Artificial intelligence makes the relationship between bank and saver more intimate
by Paolo Bricco
"The paradigm shift affects everything and everyone. It is a shift comparable to the adoption of coal in England in the first Industrial Revolution and the exploitation of hydromechanical energy that, here in Biella and throughout northern Italia, enabled the first manufacturing settlements in textiles, when our country was agricultural. The impact of artificial intelligence on factories is to be assessed. But that on the work of the banker and bank officer will be ever greater. The relationship with the saver and the entrepreneur must be turned towards a depth that, if it already existed before, must now become even more intimate and marked. The concept of risk must be rethought. Procedures and regulatory mechanisms must be reconsidered. The concept of confidentiality must be reshaped'.
Pietro Sella belongs to a family of bankers that is among the last to have its name in the business. He is an engineer who, during his years as a student at the Milan Polytechnic, gained his first experience on the family's agricultural estates ('unpaid', he smiles, exerting self-mockery on the proverbial Biella parsimony) and then chose to join the bank.

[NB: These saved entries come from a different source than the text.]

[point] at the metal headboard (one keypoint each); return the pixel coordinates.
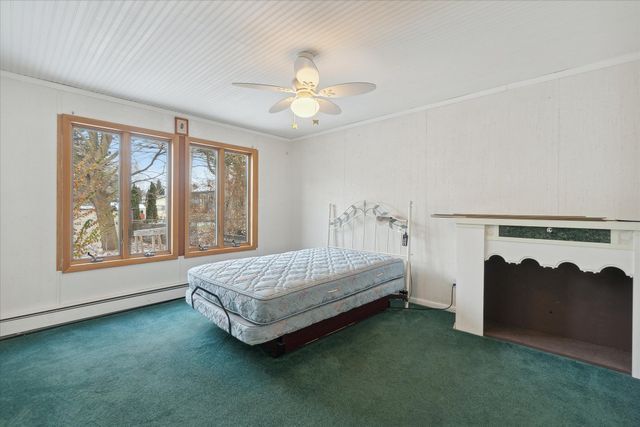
(396, 230)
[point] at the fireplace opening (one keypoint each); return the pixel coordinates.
(563, 310)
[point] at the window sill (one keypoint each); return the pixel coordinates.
(217, 251)
(86, 266)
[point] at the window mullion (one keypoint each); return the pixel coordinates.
(220, 201)
(125, 197)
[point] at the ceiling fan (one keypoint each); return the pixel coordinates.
(306, 99)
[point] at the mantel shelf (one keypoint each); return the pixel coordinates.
(544, 221)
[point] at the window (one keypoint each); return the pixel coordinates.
(115, 195)
(221, 193)
(119, 197)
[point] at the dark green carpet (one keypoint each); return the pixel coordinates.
(168, 365)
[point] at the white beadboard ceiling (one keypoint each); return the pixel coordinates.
(184, 55)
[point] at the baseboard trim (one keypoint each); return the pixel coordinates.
(50, 318)
(432, 304)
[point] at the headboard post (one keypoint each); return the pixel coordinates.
(408, 274)
(331, 218)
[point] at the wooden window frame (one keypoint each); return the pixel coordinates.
(65, 262)
(252, 198)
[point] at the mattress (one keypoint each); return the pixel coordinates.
(253, 334)
(266, 289)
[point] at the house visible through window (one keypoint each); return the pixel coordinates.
(222, 192)
(118, 195)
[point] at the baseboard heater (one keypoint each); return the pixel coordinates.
(60, 312)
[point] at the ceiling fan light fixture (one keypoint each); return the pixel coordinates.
(305, 107)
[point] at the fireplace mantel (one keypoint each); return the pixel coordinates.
(590, 243)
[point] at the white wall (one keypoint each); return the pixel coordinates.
(29, 281)
(567, 146)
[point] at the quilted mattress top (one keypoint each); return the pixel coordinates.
(265, 289)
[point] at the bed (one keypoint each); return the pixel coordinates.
(283, 301)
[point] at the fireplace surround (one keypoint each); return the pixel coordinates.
(559, 248)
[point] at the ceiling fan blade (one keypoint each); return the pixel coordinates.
(270, 88)
(328, 107)
(283, 104)
(346, 89)
(306, 71)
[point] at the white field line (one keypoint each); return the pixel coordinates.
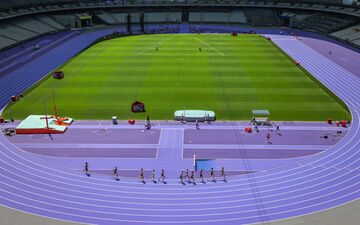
(152, 46)
(209, 45)
(175, 54)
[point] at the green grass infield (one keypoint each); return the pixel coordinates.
(230, 76)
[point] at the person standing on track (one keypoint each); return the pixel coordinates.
(187, 175)
(86, 168)
(153, 176)
(182, 176)
(162, 176)
(115, 172)
(197, 125)
(202, 176)
(142, 175)
(192, 177)
(212, 174)
(222, 173)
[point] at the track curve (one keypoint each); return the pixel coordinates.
(323, 181)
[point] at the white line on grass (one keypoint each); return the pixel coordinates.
(147, 49)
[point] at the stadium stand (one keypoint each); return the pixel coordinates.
(34, 25)
(268, 17)
(155, 17)
(174, 17)
(237, 16)
(215, 17)
(120, 17)
(106, 17)
(348, 34)
(194, 17)
(4, 41)
(50, 22)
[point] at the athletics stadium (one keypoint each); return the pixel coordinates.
(180, 112)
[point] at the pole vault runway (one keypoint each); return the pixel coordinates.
(317, 182)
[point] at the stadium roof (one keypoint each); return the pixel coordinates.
(22, 3)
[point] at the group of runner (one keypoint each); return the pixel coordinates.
(191, 178)
(184, 175)
(152, 177)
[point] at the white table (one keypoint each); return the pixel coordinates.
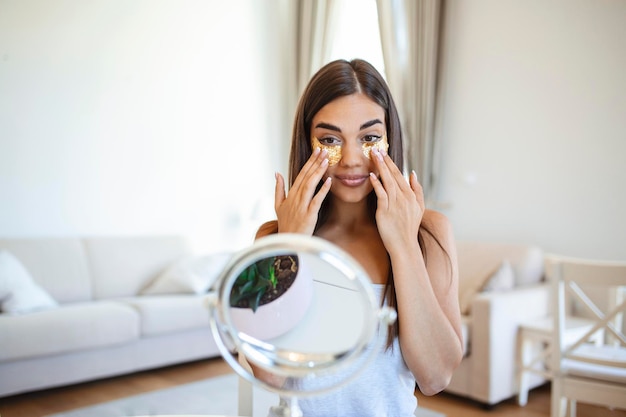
(534, 343)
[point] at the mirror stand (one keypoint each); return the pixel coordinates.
(287, 407)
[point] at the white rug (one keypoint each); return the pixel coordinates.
(215, 396)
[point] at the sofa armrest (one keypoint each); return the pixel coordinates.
(495, 317)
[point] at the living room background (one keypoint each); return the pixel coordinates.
(167, 117)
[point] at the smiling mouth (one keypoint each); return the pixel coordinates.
(352, 180)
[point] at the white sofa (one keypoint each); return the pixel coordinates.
(98, 307)
(500, 286)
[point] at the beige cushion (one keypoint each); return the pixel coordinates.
(190, 275)
(122, 266)
(58, 265)
(479, 261)
(172, 313)
(18, 292)
(69, 328)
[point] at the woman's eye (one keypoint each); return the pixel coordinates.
(330, 141)
(371, 138)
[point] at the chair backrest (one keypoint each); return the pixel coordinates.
(576, 278)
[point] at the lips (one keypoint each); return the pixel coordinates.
(352, 180)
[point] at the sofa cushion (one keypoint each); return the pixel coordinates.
(173, 313)
(58, 265)
(122, 266)
(190, 275)
(18, 292)
(479, 261)
(69, 328)
(502, 279)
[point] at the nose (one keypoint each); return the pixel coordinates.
(351, 154)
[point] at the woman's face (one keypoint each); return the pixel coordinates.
(348, 128)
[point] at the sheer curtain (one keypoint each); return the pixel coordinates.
(309, 32)
(410, 32)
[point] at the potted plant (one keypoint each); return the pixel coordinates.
(270, 296)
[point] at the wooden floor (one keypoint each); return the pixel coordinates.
(39, 404)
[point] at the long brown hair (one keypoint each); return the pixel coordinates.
(337, 79)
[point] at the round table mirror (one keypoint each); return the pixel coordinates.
(296, 315)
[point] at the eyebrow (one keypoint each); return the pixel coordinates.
(365, 125)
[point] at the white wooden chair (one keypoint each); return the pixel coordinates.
(582, 370)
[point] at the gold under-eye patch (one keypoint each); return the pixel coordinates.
(334, 151)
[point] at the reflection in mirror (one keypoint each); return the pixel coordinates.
(296, 315)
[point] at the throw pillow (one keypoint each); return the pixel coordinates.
(191, 275)
(19, 293)
(501, 280)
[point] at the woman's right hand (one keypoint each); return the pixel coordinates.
(297, 212)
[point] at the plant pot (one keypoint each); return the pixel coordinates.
(281, 315)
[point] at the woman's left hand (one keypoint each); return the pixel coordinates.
(400, 203)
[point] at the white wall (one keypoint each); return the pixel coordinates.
(116, 117)
(121, 117)
(533, 119)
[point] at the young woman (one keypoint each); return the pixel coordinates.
(346, 186)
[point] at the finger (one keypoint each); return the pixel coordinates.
(309, 181)
(381, 193)
(396, 173)
(311, 166)
(417, 190)
(279, 191)
(386, 177)
(316, 202)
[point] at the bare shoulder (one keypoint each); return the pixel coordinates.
(439, 232)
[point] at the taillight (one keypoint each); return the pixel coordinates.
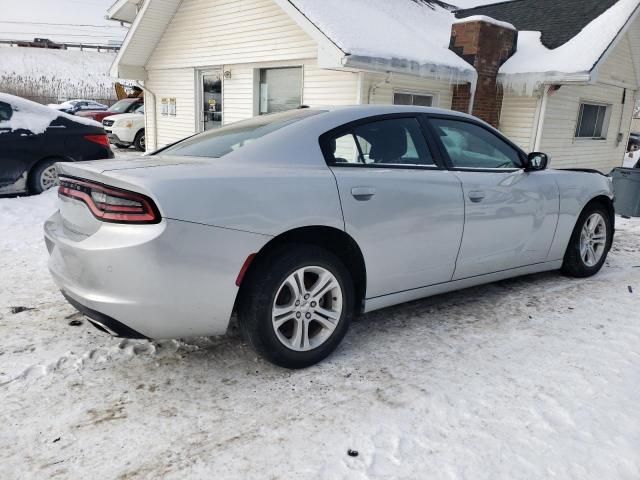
(99, 139)
(110, 204)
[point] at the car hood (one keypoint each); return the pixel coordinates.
(125, 116)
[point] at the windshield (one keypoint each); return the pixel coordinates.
(221, 142)
(120, 107)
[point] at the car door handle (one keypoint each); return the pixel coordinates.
(363, 194)
(477, 196)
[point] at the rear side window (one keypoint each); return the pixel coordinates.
(6, 112)
(225, 140)
(397, 141)
(471, 146)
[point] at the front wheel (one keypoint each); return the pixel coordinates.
(297, 305)
(590, 243)
(43, 177)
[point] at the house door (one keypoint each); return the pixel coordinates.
(211, 95)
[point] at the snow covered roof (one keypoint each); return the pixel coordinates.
(558, 40)
(402, 35)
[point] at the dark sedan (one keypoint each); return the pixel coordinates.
(34, 137)
(126, 105)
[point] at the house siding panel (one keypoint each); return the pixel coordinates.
(561, 119)
(217, 32)
(518, 119)
(375, 91)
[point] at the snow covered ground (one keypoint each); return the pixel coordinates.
(525, 379)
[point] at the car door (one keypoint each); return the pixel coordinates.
(404, 210)
(510, 214)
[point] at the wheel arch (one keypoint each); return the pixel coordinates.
(331, 239)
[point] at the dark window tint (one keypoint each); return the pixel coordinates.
(5, 112)
(591, 121)
(221, 142)
(472, 146)
(391, 142)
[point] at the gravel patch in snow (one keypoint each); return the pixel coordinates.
(537, 377)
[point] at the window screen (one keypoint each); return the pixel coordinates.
(591, 122)
(280, 89)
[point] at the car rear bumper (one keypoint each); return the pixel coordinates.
(170, 280)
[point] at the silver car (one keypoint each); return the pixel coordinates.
(300, 220)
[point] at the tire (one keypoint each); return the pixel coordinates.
(270, 285)
(139, 141)
(578, 260)
(43, 177)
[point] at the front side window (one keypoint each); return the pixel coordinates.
(396, 141)
(472, 146)
(593, 121)
(413, 99)
(280, 89)
(223, 141)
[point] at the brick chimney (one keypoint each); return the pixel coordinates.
(486, 46)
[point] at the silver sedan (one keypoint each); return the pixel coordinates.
(300, 220)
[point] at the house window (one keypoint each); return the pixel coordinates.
(593, 121)
(401, 98)
(280, 89)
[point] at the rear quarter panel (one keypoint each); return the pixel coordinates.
(577, 189)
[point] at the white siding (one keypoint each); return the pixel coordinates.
(618, 68)
(518, 119)
(558, 136)
(217, 32)
(178, 83)
(377, 92)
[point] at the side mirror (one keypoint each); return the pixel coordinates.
(537, 161)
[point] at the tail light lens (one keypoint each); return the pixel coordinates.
(111, 204)
(99, 139)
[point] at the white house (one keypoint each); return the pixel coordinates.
(559, 77)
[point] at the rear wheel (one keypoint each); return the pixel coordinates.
(590, 243)
(297, 305)
(139, 141)
(43, 176)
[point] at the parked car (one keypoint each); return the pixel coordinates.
(34, 137)
(127, 105)
(74, 106)
(634, 142)
(302, 219)
(126, 129)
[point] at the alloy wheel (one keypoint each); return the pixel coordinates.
(49, 178)
(593, 240)
(307, 308)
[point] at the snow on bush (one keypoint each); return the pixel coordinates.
(54, 75)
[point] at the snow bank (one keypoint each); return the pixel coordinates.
(59, 74)
(36, 118)
(534, 63)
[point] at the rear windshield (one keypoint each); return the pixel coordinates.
(221, 142)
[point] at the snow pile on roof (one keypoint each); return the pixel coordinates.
(35, 118)
(401, 35)
(484, 18)
(56, 74)
(534, 63)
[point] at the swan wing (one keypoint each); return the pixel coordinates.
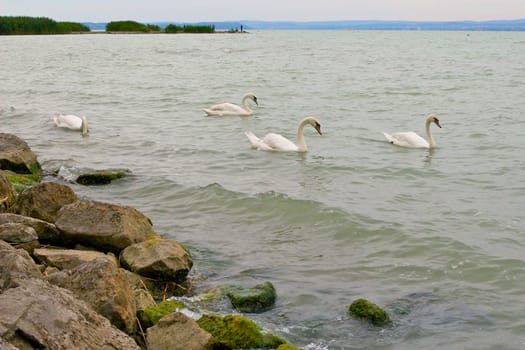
(68, 121)
(279, 143)
(407, 139)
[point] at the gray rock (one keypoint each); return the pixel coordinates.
(15, 155)
(105, 287)
(43, 201)
(177, 331)
(162, 259)
(107, 227)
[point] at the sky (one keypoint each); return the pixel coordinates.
(265, 10)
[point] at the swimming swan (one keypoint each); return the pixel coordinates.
(276, 142)
(72, 122)
(227, 108)
(411, 139)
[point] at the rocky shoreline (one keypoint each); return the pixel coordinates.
(83, 274)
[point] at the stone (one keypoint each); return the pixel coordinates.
(368, 311)
(46, 232)
(177, 331)
(17, 156)
(255, 299)
(105, 287)
(107, 227)
(43, 200)
(162, 259)
(38, 315)
(68, 258)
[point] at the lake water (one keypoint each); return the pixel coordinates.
(437, 238)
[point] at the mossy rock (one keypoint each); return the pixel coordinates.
(237, 332)
(100, 177)
(152, 315)
(21, 182)
(366, 310)
(254, 299)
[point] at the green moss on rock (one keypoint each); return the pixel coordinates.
(255, 299)
(237, 332)
(152, 315)
(366, 310)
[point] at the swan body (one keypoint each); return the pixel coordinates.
(72, 122)
(413, 140)
(276, 142)
(230, 109)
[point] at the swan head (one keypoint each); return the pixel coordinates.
(433, 119)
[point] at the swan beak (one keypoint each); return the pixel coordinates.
(317, 127)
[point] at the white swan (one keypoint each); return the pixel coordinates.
(276, 142)
(72, 122)
(223, 109)
(411, 139)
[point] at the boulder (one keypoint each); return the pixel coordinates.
(46, 232)
(19, 235)
(15, 155)
(37, 315)
(162, 259)
(237, 332)
(68, 258)
(368, 311)
(107, 227)
(7, 193)
(105, 287)
(254, 299)
(178, 332)
(43, 201)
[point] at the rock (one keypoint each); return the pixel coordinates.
(7, 193)
(100, 177)
(19, 235)
(15, 155)
(46, 232)
(43, 201)
(178, 332)
(68, 258)
(152, 315)
(237, 332)
(105, 287)
(255, 299)
(107, 227)
(366, 310)
(15, 266)
(162, 259)
(37, 315)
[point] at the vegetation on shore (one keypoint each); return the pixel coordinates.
(38, 25)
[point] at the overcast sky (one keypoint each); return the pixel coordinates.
(267, 10)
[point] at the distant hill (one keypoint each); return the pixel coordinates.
(500, 25)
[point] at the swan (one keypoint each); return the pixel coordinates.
(72, 122)
(227, 108)
(411, 139)
(276, 142)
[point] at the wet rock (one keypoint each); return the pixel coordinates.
(178, 332)
(7, 193)
(259, 298)
(46, 232)
(162, 259)
(68, 258)
(100, 177)
(15, 155)
(237, 332)
(366, 310)
(19, 236)
(107, 227)
(105, 287)
(43, 201)
(37, 315)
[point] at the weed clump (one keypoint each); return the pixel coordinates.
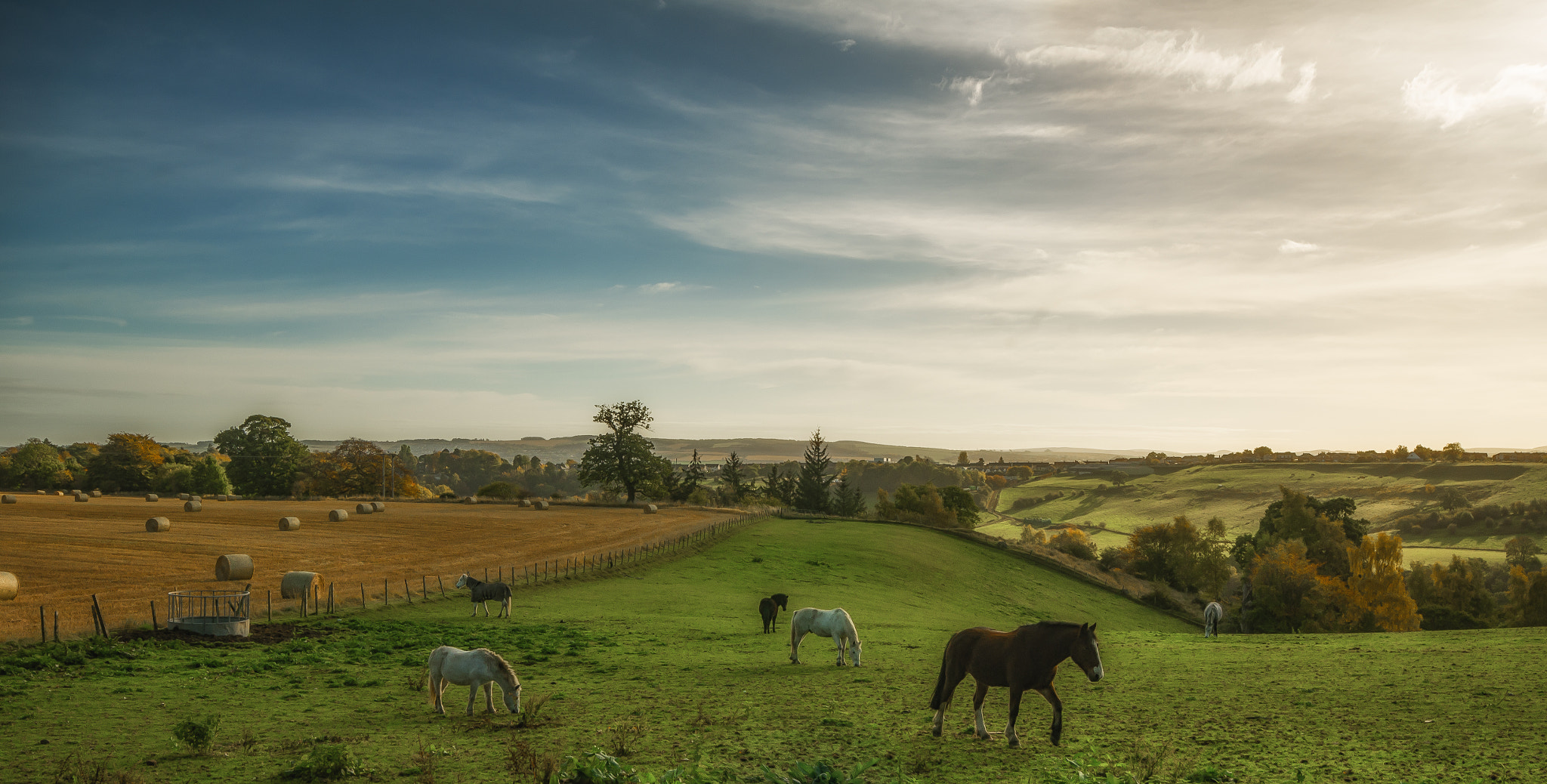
(197, 735)
(329, 761)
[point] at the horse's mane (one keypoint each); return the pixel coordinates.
(502, 665)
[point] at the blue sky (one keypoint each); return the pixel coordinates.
(959, 224)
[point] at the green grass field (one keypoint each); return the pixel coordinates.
(675, 650)
(1240, 492)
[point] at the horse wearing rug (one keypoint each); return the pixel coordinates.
(1212, 616)
(769, 610)
(485, 593)
(1021, 659)
(474, 668)
(826, 624)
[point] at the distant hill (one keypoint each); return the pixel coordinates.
(717, 450)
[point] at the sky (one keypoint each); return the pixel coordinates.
(969, 224)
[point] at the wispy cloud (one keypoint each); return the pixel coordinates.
(1166, 53)
(969, 85)
(1302, 91)
(1436, 94)
(669, 288)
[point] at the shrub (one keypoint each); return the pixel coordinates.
(503, 491)
(1074, 542)
(819, 773)
(197, 735)
(329, 761)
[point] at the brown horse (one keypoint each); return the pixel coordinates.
(1021, 659)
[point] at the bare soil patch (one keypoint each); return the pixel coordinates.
(63, 551)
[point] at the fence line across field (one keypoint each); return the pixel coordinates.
(90, 616)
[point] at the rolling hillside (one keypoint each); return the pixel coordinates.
(1240, 492)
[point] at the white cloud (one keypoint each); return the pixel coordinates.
(1167, 54)
(98, 319)
(1302, 91)
(1434, 94)
(669, 288)
(971, 87)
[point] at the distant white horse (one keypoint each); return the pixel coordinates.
(826, 624)
(1212, 616)
(474, 668)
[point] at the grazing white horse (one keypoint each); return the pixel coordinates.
(474, 668)
(1212, 616)
(826, 624)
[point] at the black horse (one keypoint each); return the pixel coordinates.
(1021, 659)
(483, 593)
(769, 610)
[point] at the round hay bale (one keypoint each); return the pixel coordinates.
(299, 585)
(234, 568)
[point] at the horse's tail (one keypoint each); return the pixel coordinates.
(943, 695)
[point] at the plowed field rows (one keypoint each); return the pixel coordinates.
(66, 551)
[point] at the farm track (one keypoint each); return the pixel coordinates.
(63, 551)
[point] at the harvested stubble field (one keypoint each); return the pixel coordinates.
(63, 551)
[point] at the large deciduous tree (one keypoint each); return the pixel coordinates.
(129, 461)
(264, 455)
(621, 460)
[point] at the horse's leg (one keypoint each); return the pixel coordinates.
(1052, 699)
(1015, 710)
(977, 710)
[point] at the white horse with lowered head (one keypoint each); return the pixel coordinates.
(474, 668)
(825, 624)
(1212, 616)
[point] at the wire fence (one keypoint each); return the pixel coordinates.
(100, 617)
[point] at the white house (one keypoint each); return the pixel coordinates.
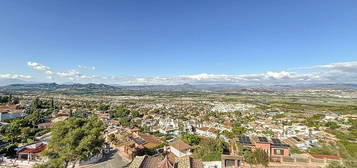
(180, 148)
(207, 132)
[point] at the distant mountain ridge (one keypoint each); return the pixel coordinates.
(181, 87)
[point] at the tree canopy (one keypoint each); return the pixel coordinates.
(74, 140)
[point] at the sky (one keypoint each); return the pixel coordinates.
(178, 41)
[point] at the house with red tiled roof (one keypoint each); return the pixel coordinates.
(31, 152)
(180, 148)
(207, 132)
(46, 125)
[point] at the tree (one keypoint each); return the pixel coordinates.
(191, 139)
(332, 125)
(74, 140)
(261, 157)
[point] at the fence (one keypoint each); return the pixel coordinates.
(301, 160)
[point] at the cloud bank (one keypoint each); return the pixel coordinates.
(345, 72)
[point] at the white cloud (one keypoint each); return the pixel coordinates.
(15, 76)
(38, 66)
(330, 73)
(87, 67)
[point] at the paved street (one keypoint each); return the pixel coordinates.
(112, 160)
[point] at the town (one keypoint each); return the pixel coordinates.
(179, 129)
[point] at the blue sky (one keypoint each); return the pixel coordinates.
(161, 41)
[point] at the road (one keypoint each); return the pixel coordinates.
(112, 160)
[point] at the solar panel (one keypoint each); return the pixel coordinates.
(262, 139)
(276, 141)
(244, 140)
(297, 139)
(139, 141)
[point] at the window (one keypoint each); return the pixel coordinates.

We are in the bistro that Simone and Sergio Vineis have opened in Biella. The two - father and son - have brought the Michelin-starred Patio di Pollone to town for over twenty years. Next door is the restaurant. The ambience is designed by Michele De Lucchi. A corn waffle with pancetta piacentina is served on the table. Then comes an aubergine with a mousse of parmesan cheese and an herb oil. All accompanied by a bubbly from Tenute Sella, called 'Insubrico' and made from Nebbiolo grapes.
Sella, who has the dual dimension of engineer and banker, is able to assess the overwhelming force of technological breakthroughs on the real economy and factories, on financial infrastructures and banks. But, above all, he is an expression of a land like Biella that is hidden and central to the Italia model, in its history and in its present, in its limits and in its potential. His family gave the country - among others - Quintino Sella, several times finance minister of the historic Right in the first Kingdom of Italia, and Vittorio Sella, a cult photographer among mountain enthusiasts. His land has given a reckless man of business and finance, culture and art like Riccardo Gualino and solid textile entrepreneurs like the Piacenza, Rivetti, Barberis Canonico and Zegna families.
Maurizio Sella died on 22 November last year. "My father,' says Pietro, 'had internalised an identity between business, family and institutions. Before he left, he prepared everything. He left everything perfect. In his way he conceded a lot about himself. In him there was no distinction between goodness and harshness. He did not allow you to think you were not good enough. His was a special and elevated form of love and respect for the other, who was constantly pushed to measure himself against himself and his own limits, his own fears and his own strength'.